A little after Mahendra Singh Dhoni was dismissed by lion-hearted Aussie pace bowler James Pattinson for 224 on Day Four of the Chennai Test, Ravi Shastri spoke about how great Dhoni will be viewed when he enters the dressing room and also press conferences.
I’ve attended more than half a dozen of Dhoni’s press briefings when India were getting hammered in England and ridiculed by the media during the summer of 2011 so I can understand where Shastri was coming from by that comment. However, I don’t believe Dhoni has had to deal with immense pressure from the media than say a captain would cop in England or Australia and to be fair to him, he has handled things well while traversing the rocky path.
As for cricket pundits who believe Dhoni has silenced his critics with his epic double ton, he sure has. But the double hundred shouldn’t dust away the reason for questioning Dhoni’s captaincy. For heaven’s sake, his Test record as a leader in the last two seasons has been abysmal and it would be extraordinary not to question his captaincy.
With India’s press coverage heavily dependant on quotes, not all reporters enjoy a large platform to comment on match-related issues. The comment space is reserved for the experts and, to an extent, rightly so. Those experts have been generally sympathetic to Dhoni. One of the reasons could be that they have been in tough situations before and two - which is a far more understandable reason - Dhoni is a top-class performer.
While it is easy to assume that it’s an Us vs Them situation with the players and the media, it is probably a wrong assumption. Yes, the Press corps especially from some news channels can go over the top in ridiculous fashion, but there is also a level of understanding among some that at the end of the day, it’s only a game, one that is very hard to win at. The complexities of the game are not brought up vehemently enough and though television has done great things for the sport, it’s also made it look simple.
Back to Dhoni. It is not his job to be helpful to the media, but any notion of him being helpful should be obliterated. I believe he should have addressed the press after his double century at the end of the third day’s play. Sure, Virat Kohli, who scored a magnificent hundred came to the press conference last Sunday, but why couldn’t the captain turn up too?
Wasn’t it good reason for Dhoni to blow India’s trumpet on their best Test match day against Australia since 2010? But then, that would be akin to spreading out a seven-course meal to the media when only a lunch box would do. Captain Cool then turns up for his post-match conference on Tuesday and talks about how he doesn’t read the sports pages of newspapers and watch the news. “That has really helped, frankly,” he was quoted as saying.

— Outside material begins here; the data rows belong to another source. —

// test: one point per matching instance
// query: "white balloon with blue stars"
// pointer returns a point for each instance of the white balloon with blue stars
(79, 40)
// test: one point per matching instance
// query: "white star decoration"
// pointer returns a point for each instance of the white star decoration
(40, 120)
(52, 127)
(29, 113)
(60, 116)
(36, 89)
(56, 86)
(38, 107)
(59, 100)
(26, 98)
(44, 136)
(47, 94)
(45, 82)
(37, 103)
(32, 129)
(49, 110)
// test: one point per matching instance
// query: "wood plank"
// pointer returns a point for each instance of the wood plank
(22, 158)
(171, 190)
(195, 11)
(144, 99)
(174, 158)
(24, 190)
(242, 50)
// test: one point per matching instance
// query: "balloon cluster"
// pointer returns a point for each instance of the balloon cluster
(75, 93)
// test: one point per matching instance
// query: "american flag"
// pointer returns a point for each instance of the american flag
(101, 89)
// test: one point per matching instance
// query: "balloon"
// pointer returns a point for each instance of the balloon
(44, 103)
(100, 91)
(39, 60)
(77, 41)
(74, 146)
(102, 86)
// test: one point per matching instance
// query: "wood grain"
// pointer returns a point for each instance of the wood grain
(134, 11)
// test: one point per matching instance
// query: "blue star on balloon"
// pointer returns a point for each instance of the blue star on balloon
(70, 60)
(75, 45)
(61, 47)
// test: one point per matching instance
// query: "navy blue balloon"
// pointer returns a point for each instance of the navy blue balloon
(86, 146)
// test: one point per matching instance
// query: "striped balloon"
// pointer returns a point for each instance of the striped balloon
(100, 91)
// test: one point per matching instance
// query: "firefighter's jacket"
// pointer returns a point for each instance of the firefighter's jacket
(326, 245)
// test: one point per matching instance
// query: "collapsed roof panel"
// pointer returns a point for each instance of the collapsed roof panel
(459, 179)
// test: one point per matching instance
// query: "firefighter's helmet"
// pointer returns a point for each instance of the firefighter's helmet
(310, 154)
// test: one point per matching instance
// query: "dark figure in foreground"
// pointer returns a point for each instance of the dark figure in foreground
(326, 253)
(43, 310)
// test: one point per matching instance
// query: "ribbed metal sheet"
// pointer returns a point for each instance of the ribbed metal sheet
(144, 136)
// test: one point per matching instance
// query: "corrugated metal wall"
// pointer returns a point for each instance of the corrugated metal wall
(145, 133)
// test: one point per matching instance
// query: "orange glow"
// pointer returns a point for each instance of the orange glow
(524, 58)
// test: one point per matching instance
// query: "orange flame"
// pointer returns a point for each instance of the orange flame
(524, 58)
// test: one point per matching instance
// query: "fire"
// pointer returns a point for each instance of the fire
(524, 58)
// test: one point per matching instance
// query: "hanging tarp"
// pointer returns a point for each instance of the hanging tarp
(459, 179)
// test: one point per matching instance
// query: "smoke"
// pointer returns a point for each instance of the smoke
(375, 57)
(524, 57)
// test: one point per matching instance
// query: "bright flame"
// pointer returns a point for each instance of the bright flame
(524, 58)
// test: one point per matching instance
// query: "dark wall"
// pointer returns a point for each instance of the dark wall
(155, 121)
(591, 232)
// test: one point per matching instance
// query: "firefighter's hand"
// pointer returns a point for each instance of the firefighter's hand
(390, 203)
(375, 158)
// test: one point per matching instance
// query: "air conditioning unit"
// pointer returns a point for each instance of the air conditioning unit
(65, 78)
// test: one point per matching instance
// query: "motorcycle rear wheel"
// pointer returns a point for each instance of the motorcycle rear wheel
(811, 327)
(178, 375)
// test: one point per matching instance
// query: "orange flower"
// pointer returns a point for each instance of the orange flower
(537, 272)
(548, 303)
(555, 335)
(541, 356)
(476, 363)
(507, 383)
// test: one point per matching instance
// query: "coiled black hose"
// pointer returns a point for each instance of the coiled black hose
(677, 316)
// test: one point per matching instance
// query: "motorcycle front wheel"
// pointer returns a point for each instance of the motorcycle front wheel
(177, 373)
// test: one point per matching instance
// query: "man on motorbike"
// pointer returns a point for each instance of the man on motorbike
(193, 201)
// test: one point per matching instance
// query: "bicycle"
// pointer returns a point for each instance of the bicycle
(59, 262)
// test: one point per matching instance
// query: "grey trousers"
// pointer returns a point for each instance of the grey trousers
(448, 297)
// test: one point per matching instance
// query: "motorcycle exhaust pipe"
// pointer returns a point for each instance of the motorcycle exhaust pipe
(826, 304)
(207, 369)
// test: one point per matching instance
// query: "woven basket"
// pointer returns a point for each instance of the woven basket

That probably tells us why Dhoni has very, very rarely agreed to one-on-one interviews in the last five years. His I-don’t-read-newspapers comment reminds me of what Kapil Dev told an audience during the 2011 edition of the Raj Singh Dungarpur World Cricket Summit in Delhi: “I have heard some great players like Sunil Gavaskar and Sachin Tendulkar say that they never read the newspapers, but there are these little issues which players get to hear about and these things affect them. Media in this country is sensational, emotional. We have not reached a stage where we have a mature media and our cricketers have to learn to handle that.”